IMAGE TIRÉE DE L’INTERNET

Ça ne marchera jamais ! Marc Randolph. Michel Lafon, 359 pages.

Enfin, en invitant les clients à donner des étoiles aux films, ceux-ci ont contribué bénévolement au concept, en quelque sorte. Mais au départ, ces suggestions du site servaient à Netflix, qui ne pouvait satisfaire tous les clients sur les titres les plus populaires.
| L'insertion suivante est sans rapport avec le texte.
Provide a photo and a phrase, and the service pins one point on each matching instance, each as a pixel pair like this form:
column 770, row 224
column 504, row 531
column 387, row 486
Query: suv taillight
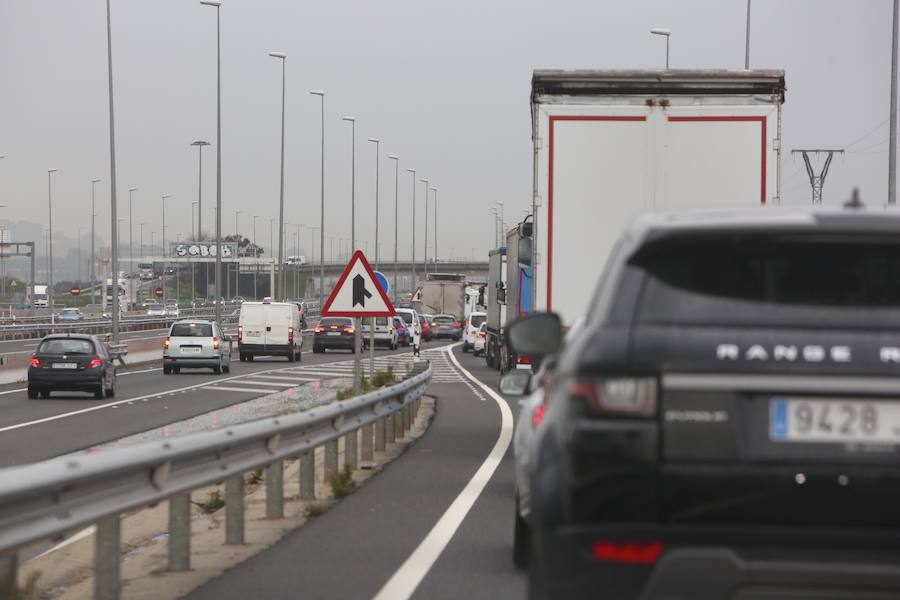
column 624, row 396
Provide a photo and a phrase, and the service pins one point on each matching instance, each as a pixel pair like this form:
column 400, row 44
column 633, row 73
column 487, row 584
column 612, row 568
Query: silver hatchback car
column 196, row 344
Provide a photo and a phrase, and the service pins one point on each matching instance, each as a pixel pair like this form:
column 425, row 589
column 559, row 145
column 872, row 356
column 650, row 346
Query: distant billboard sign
column 202, row 250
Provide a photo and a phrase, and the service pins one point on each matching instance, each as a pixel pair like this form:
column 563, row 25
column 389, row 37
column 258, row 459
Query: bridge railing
column 52, row 498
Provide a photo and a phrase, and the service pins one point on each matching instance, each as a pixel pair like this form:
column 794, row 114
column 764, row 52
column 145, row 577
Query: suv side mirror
column 537, row 334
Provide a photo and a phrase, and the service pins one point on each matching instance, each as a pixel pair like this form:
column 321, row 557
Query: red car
column 425, row 322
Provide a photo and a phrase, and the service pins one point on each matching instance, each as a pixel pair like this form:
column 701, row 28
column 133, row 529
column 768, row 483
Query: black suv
column 727, row 424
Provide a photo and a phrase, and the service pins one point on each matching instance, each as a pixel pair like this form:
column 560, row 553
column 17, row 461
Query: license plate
column 837, row 421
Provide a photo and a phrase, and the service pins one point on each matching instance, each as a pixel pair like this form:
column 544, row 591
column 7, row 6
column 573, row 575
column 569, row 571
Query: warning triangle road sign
column 357, row 293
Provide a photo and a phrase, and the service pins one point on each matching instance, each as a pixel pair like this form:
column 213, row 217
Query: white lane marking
column 284, row 378
column 222, row 388
column 276, row 384
column 118, row 403
column 78, row 536
column 407, row 578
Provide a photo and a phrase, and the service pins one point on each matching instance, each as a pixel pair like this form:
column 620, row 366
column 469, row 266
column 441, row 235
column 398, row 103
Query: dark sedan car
column 335, row 333
column 71, row 363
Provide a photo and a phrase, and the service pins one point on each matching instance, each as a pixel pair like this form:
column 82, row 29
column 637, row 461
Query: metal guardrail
column 48, row 499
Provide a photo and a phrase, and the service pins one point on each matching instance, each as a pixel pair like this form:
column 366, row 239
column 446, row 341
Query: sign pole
column 357, row 363
column 372, row 349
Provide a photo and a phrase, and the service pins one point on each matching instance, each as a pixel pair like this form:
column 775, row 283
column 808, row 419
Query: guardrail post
column 330, row 459
column 366, row 452
column 275, row 490
column 380, row 431
column 9, row 574
column 308, row 475
column 107, row 559
column 180, row 532
column 351, row 449
column 234, row 510
column 398, row 424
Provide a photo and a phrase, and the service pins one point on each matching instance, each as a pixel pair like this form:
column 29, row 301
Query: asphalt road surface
column 371, row 537
column 33, row 430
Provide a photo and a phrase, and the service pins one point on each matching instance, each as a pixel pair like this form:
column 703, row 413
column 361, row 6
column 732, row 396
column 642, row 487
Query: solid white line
column 407, row 578
column 276, row 384
column 220, row 388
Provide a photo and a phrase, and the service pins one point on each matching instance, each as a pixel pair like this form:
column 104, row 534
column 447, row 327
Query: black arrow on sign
column 360, row 293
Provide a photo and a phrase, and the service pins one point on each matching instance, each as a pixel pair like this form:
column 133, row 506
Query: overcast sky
column 444, row 85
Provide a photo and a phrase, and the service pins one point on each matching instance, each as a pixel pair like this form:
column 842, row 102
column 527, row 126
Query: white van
column 269, row 329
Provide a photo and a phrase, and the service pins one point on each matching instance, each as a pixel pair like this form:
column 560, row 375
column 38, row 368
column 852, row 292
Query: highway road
column 369, row 539
column 33, row 430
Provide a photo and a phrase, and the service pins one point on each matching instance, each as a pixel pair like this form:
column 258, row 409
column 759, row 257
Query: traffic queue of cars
column 725, row 422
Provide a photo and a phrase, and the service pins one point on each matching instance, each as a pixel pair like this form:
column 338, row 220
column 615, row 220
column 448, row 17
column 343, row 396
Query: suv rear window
column 191, row 330
column 758, row 279
column 338, row 322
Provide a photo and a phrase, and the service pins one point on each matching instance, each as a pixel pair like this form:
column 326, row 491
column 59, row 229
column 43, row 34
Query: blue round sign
column 382, row 281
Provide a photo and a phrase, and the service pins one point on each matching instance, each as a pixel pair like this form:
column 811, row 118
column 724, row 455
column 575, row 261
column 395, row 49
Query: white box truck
column 269, row 329
column 611, row 144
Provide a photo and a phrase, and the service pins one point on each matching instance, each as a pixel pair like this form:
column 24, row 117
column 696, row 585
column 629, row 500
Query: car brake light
column 538, row 417
column 642, row 553
column 621, row 395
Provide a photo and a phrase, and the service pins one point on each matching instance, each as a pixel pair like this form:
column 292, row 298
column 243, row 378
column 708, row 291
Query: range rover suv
column 727, row 424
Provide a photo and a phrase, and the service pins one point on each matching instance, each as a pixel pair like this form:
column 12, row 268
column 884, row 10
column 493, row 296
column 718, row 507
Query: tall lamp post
column 199, row 203
column 93, row 274
column 164, row 250
column 434, row 189
column 352, row 121
column 377, row 143
column 131, row 229
column 217, row 5
column 50, row 172
column 425, row 256
column 283, row 57
column 321, row 95
column 413, row 258
column 396, row 160
column 667, row 34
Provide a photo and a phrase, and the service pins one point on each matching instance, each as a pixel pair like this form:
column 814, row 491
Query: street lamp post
column 114, row 258
column 50, row 172
column 434, row 189
column 93, row 274
column 377, row 143
column 164, row 253
column 425, row 256
column 321, row 95
column 667, row 34
column 217, row 4
column 199, row 203
column 352, row 121
column 131, row 230
column 283, row 57
column 396, row 160
column 413, row 258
Ils ont mis sur pied un nouveau modèle d’expédition express qui leur a fait prendre conscience qu’il était inutile d’avoir des entrepôts, puisque les mêmes films étaient constamment en circulation. « En matière de films, écrit Marc Randolph, les gens étaient comme des lemmings. Ils désiraient regarder la même chose que les autres. » Voilà un peu ce qui explique aujourd’hui des phénomènes comme la série Tiger King

Dans Ça ne marchera jamais !, Marc Randolph ne s’en tient qu’à la création de Netflix jusqu’à son entrée en Bourse, car peu de temps après, il a vendu ses parts pour aller « relever de nouveaux défis ». Et the rest is history, selon la formule. Comme des millions de gens, je me suis abonnée à Netflix en 2013 pour regarder la série House of Cards. Je ne savais pas alors que tout avait commencé par des DVD loués et envoyés par la poste (ainsi qu’un désir de vengeance envers Blockbuster). Je ne savais pas non plus que Netflix — et puis Disney, Amazon et d’autres plateformes de streaming — allait dominer nos soirées de confinés, tandis que tous les cinémas sont maintenant fermés. Les virus et les affaires sont vraiment impitoyables.